Ingredients
The following ingredients have 4 Servings
- 2 15-ounce cans full-fat coconut milk
- 2 tablespoons cornstarch
- 1/3 cup agave syrup
- ⅓ cup coconut sugar
- 3 1/2 ounces vegan dark chocolate, 70% cocoa
- ⅓ cup cocoa powder
- 1 ½ teaspoons vanilla extract
Instruction
- Freeze the ice cream maker base overnight.
- In a small bowl, mix 1/2 cup coconut milk with 2 tablespoons cornstarch and set aside.

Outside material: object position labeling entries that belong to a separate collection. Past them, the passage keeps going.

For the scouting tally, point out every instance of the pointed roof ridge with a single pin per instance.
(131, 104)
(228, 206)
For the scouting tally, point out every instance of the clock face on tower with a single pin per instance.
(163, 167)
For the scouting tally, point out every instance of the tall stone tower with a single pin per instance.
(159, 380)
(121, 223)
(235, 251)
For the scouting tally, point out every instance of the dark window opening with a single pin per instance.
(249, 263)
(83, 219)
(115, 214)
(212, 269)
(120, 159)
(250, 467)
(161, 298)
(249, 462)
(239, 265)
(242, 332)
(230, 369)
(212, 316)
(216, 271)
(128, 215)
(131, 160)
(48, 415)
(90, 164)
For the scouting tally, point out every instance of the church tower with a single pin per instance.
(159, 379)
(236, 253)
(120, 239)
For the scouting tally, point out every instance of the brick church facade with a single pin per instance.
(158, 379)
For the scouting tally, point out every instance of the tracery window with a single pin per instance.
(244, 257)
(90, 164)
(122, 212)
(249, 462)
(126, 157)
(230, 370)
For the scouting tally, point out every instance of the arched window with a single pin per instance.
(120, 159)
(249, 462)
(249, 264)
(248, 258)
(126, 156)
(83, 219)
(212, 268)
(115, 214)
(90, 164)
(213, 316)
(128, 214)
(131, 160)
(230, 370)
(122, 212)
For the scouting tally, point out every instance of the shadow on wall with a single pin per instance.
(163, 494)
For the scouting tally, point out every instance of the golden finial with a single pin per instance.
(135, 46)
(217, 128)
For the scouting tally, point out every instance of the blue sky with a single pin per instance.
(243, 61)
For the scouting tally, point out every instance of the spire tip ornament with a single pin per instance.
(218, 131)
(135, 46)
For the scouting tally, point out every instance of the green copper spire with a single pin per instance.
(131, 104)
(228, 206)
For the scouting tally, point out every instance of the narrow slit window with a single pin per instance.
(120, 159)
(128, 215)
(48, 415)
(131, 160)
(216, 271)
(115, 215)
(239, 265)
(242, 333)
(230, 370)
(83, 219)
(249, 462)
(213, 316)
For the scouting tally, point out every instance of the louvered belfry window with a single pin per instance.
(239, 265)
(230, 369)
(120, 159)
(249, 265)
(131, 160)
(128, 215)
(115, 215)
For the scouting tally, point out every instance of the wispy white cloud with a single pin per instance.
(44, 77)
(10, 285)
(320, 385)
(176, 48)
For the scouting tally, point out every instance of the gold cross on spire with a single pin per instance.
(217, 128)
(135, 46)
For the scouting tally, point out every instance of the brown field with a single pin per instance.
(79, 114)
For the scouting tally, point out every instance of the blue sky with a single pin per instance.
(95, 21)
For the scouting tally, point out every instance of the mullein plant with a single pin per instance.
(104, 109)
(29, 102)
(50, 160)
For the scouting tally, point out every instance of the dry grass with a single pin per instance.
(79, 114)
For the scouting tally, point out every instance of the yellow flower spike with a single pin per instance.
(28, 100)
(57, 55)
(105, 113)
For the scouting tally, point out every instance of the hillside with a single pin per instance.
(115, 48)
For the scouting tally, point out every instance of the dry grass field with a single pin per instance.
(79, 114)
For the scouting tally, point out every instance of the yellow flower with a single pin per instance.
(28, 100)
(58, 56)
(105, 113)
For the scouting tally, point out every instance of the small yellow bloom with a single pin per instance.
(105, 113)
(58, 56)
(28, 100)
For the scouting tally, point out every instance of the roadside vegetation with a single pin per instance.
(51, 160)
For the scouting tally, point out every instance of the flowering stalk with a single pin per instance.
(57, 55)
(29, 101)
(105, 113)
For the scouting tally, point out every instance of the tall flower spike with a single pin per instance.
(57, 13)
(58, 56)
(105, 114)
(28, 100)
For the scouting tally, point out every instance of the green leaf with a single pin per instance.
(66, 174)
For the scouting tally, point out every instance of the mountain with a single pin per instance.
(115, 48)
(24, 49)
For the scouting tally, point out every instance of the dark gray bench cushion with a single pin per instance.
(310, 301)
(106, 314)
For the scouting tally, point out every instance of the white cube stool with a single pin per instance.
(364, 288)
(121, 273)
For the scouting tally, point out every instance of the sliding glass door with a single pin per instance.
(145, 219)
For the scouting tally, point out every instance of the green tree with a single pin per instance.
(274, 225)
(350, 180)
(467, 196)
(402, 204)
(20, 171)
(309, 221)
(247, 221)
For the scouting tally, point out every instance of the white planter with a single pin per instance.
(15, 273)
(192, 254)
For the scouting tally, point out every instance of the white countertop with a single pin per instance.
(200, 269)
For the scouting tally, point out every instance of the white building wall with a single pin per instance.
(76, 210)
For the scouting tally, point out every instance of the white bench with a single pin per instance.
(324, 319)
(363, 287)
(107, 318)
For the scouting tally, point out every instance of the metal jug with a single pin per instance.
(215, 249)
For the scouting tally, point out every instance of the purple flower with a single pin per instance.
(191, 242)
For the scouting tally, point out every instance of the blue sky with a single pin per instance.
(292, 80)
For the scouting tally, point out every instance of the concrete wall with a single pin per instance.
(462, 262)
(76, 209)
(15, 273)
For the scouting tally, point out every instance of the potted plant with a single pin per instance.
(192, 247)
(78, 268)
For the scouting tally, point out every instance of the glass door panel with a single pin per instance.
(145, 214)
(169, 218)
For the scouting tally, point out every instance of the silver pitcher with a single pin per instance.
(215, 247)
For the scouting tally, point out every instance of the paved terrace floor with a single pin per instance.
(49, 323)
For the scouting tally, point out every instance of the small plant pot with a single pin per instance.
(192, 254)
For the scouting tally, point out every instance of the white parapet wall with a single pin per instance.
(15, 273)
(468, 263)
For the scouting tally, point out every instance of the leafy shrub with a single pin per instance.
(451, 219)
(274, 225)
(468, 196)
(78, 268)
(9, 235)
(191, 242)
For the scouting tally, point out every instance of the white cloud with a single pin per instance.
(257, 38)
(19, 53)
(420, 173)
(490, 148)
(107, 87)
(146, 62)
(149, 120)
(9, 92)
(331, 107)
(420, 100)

- Add the remainder of the coconut milk to a medium pan. Warm the coconut milk over medium low heat for a minute or two, whisking to incorporate the solids. Then add 1/3 cup agave syrup and 1/3 cup coconut sugar. Break the chocolate into pieces and add to the coconut milk; stir until thoroughly combined. Whisk in the cocoa powder, then the cornstarch mixture. Heat until the chocolate mixture is thickened, 6 to 8 minutes (do not boil). Remove from heat and stir in 1 1/2 teaspoons vanilla.
- Strain through a fine-mesh sieve into a 1-gallon Ziplock bag. If churning immediately, place the bag in an ice bath for 30 minutes until cool; if churning the next day, refrigerate 4 hours or overnight (either way, the mixture should be as cold as possible before churning).

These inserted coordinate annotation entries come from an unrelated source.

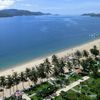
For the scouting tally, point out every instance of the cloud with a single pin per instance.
(6, 3)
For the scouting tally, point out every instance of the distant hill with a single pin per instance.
(91, 14)
(15, 12)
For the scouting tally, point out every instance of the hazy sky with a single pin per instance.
(54, 6)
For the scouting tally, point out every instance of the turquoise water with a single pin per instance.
(28, 37)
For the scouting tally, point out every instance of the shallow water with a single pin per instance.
(27, 37)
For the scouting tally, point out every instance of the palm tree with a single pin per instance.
(27, 72)
(34, 76)
(47, 66)
(41, 71)
(78, 54)
(16, 79)
(55, 60)
(94, 51)
(61, 66)
(85, 53)
(55, 71)
(69, 65)
(10, 82)
(2, 83)
(23, 78)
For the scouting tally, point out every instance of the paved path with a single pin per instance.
(72, 85)
(26, 97)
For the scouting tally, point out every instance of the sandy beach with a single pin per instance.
(63, 53)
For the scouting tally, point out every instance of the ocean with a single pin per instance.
(24, 38)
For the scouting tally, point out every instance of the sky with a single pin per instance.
(65, 7)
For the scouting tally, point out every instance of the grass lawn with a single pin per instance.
(37, 88)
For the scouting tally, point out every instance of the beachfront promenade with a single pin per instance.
(67, 88)
(9, 92)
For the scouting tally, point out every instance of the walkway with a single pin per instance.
(72, 85)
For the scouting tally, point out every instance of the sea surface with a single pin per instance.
(28, 37)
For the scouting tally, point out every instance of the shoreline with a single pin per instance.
(61, 53)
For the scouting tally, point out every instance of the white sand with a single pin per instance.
(30, 64)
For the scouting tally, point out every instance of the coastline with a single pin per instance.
(21, 67)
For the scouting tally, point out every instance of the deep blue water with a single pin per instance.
(25, 38)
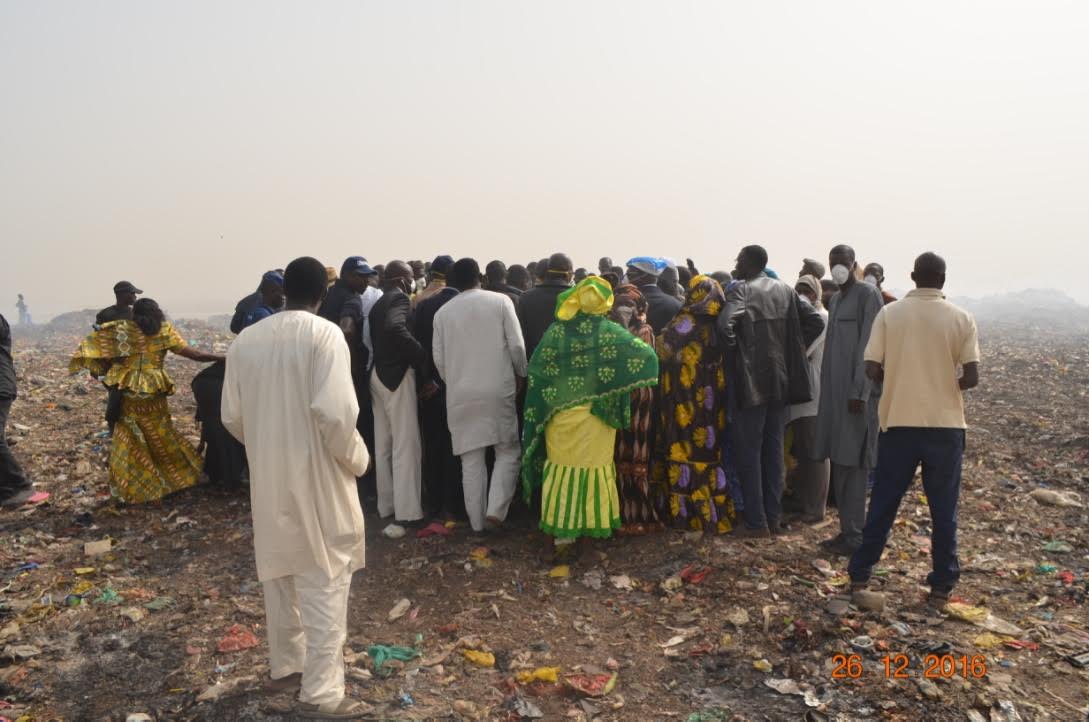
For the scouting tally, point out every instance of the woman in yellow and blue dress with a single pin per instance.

- Churn the ice cream in the ice cream maker until it thickens to the consistency of soft serve. Eat immediately for a soft serve consistency, or for a hard ice cream texture, freeze using the following instructions: press a piece of parchment or wax paper into a sealable container, then scrape the ice cream into the container using a spatula, making sure to scrape in the bits frozen to the edges of the ice cream maker base. Freeze for 4 hours for a hard ice cream texture.